Broken APIs Break Trust: Tips for Creating and Updating APIs

by Alex Wood

In this session from RailsConf 2018, Alex Wood explores the critical theme of API design, particularly focusing on how broken APIs can damage customer trust. The presentation emphasizes the importance of maintaining backwards compatibility when designing APIs and client libraries.

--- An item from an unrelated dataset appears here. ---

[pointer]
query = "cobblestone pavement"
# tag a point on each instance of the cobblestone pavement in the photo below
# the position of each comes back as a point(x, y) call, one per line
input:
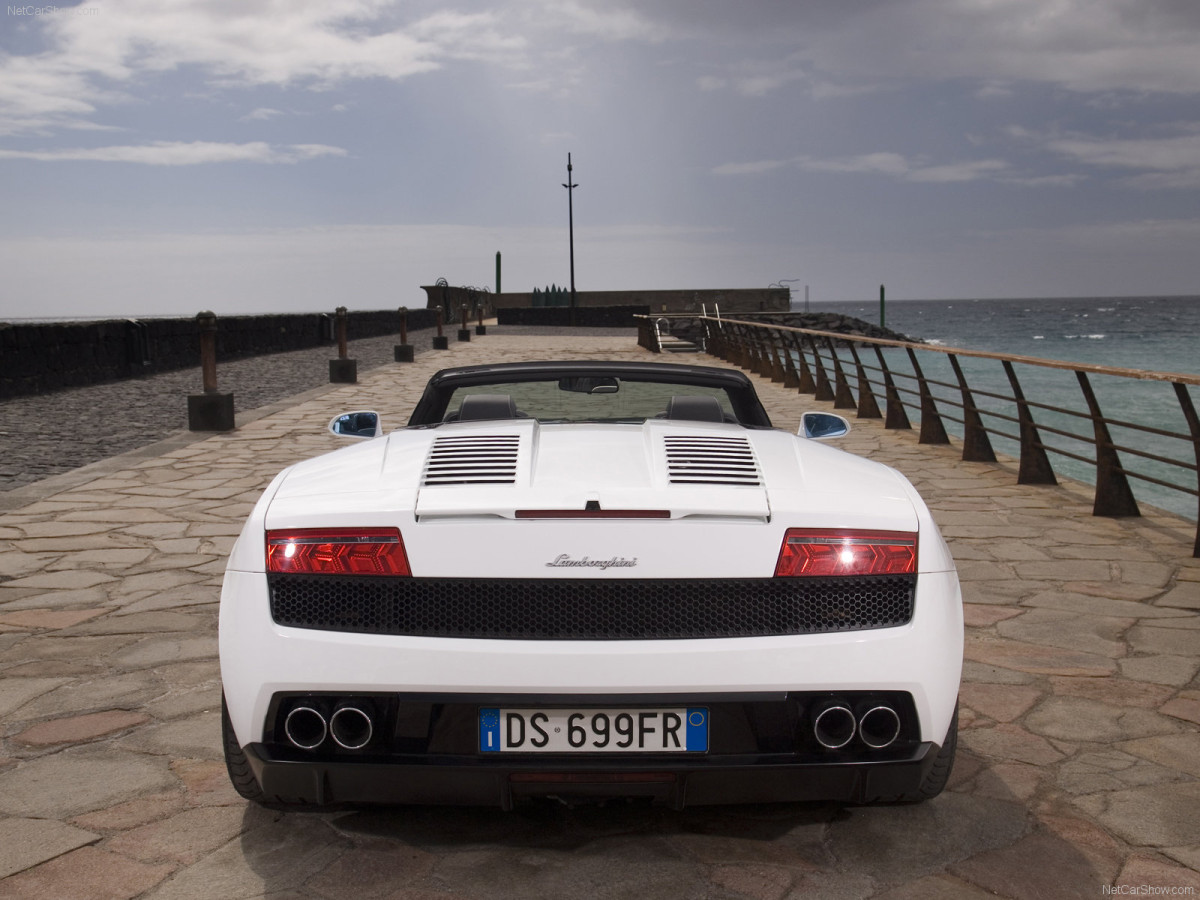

Key points discussed include:
- Understanding API Changes: Alex outlines what breaking changes are and highlights the significance of avoiding them to maintain user trust and avoid unintended consequences.
- Common Language: Establishing a common terminology is essential for discussing API design effectively. Terms like resources, shapes, and operations help define the parts of an API clearly.
- Client Lifecycle: The interaction between a client and an API is detailed through examples, emphasizing the necessity for older clients to remain functional even as new features are added.
- Design Principles: Strategies for ensuring backwards compatibility are discussed, such as adding new optional parameters instead of changing existing ones, and the potential pitfalls of changing data types or required parameters.
- Safe vs Unsafe Changes: Alex illustrates safe modifications—like adding optional fields—versus unsafe ones, such as removing or renaming existing fields that could lead to client breakage.
- Empathy and User Experience: A core message revolves around understanding the user experience; changes should not disrupt existing workflows unnecessarily.
- Constraints and Validation: Modifications to constraints must be handled delicately to avoid breaking existing client implementations.
- Future Proofing: Encouraging developers to design with future compatibility in mind, considering how new states or exceptions might affect clients across various programming languages.
- Conclusion and Recommendations: In the final segment, Alex shares specific do’s and don’ts of API design, recommending that developers focus on discoverability and usability while avoiding practices like removing or renaming existing API members. This session is an insightful guide for developers aiming to improve API reliability and user satisfaction.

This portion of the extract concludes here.